Chuck and Sarah left all their spy equipment in Paris, so they have to get a little creative in their attempt to bring down the Basque terrorist. Sarah resumes her identity of the Texas housewife, and Chuck becomes her equally Southern husband. Chuck “accidentally” knocks over the drinks of the terrorist and his handlers and offers to get them new drinks. These new drinks have been liberally dosed with narcotics. Just as the mission is almost complete, Casey and Morgan arrive on the scene. It’s interesting that Morgan seems to be taking on the role that chuck filled in the earlier episodes of the series- that of the wide-eyed, enthusiastic newbie. He packed and dressed more like a youth hostel-frequenting backpacker than a CIA agent.

Casey finds Chuck and Sarah in the dining car and handcuffs them before they can fully explain themselves. At that moment, the terrorist’s handlers keel over from the drugs, and the terrorist makes a run for it. Sarah and Chuck punch Casey out and follow the terrorist. The terrorist is in the bathroom of a compartment, and just as Chuck and Sarah arrive at the compartment, Casey has caught up to him. When they open the door to the bathroom, Casey finally believes them and shoots the terrorist with tranq darts. The darts, however, hit a book instead of the terrorist, and he tries to run again. He doesn’t get very far before getting re-captured by Casey, Chuck, and Sarah, though.

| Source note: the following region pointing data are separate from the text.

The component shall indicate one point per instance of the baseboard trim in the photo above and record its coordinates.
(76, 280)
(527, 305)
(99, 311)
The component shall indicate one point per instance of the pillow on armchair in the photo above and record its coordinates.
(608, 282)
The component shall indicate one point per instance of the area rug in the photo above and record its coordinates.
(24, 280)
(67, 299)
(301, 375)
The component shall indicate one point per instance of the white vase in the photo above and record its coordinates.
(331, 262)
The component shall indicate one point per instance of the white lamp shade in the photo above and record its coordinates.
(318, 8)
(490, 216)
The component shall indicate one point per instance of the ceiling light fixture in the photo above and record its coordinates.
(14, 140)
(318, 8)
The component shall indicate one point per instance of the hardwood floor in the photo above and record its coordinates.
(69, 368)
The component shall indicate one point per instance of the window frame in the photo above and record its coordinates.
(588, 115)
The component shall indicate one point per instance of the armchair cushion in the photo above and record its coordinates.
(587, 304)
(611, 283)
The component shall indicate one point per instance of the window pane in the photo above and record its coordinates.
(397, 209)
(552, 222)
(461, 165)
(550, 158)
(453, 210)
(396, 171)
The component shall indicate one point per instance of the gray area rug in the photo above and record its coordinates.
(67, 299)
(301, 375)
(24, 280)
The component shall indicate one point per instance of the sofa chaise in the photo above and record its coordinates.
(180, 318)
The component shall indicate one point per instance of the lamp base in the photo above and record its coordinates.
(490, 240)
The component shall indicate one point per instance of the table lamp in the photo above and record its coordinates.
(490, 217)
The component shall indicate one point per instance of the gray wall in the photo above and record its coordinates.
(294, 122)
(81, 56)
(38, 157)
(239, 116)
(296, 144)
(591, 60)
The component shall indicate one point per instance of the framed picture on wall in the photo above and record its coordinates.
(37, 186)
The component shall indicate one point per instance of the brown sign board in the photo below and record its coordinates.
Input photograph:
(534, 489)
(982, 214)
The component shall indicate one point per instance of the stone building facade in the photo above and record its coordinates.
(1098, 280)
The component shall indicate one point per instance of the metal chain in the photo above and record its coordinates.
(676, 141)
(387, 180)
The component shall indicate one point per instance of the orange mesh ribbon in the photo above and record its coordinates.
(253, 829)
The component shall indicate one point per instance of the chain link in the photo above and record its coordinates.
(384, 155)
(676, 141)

General Beckman is not impressed with the team’s heroics, though. The terrorist wasn’t on the run, he was being transported to witness protection by Interpol. The team is instructed to stay put until another Interpol team can fetch the terrorist. The team plus the terrorist sit in two grops in a lovely Swiss café, and they chat to pass the time, mostly about Chuck and Sarah’s decision to quit the CIA. Casey tells Srah he’ll support her if running is what she really wants, and the terrorist suggests to Chuck that he make sure it’s what Sarah really wants, since life on the run is no picnic. Chuck doesn’t bother to get that confirmation, though, and they leave the café to begin life on the run with Casey’s blessing. Each thinks the other really wants to quit, and they love each other more than the spy life.

Soon after Chuck and Sarah leave, the supposed new Interpol agents arrive. Morgan figures out that they aren’t who they say they are thanks to his knowledge of Lake Cuomo, where the agents claim to be stationed. Although it’s really cool that Morgan is actually making a contribution, he makes the contribution a little too late. The faux agents and extra terrorist backup tie up Casey and Morgan and threaten the original terrorist who turned himself in. Meanwhile, the real backup Interpol agents find Chuck and Sarah by their train. When Chuck and Sarah find out that Casey and Morgan are in trouble, they knock out the Interpol agents (the agents were questioning Chuck and Sarah and were very suspicious) and head back to the café on a Vespa.

What happens when Chuck and Sarah arrive back at the café is quite the kickass fight scene, the likes of which we haven’t seen too often this season. First, Chuck runs the Vespa right through the café’s plate glass window. Then he and Sarah, still handcuffed courtesy of the Interpol agents, start fighting off the terrorists. Casey and Morgan use the distraction as an opportunity to get free as well, and they join in the fight. After all the hubbub has died, down, Chuck and Sarah finally have that much needed conversation about whether or not they really want to quit the spy life. The upshot of the conversation is that they don’t want to quit- they want to be together and be spies. Luckily for them, General Beckman unofficially approves of this. I love that she’s been a closet Chuck and Sarah shipper this whole time. Ellie is also thrilled that Chuck won’t be alone while she’s away, and when she realizes Chuck and Sarah are “back together,” it’s an extremely sweet moment.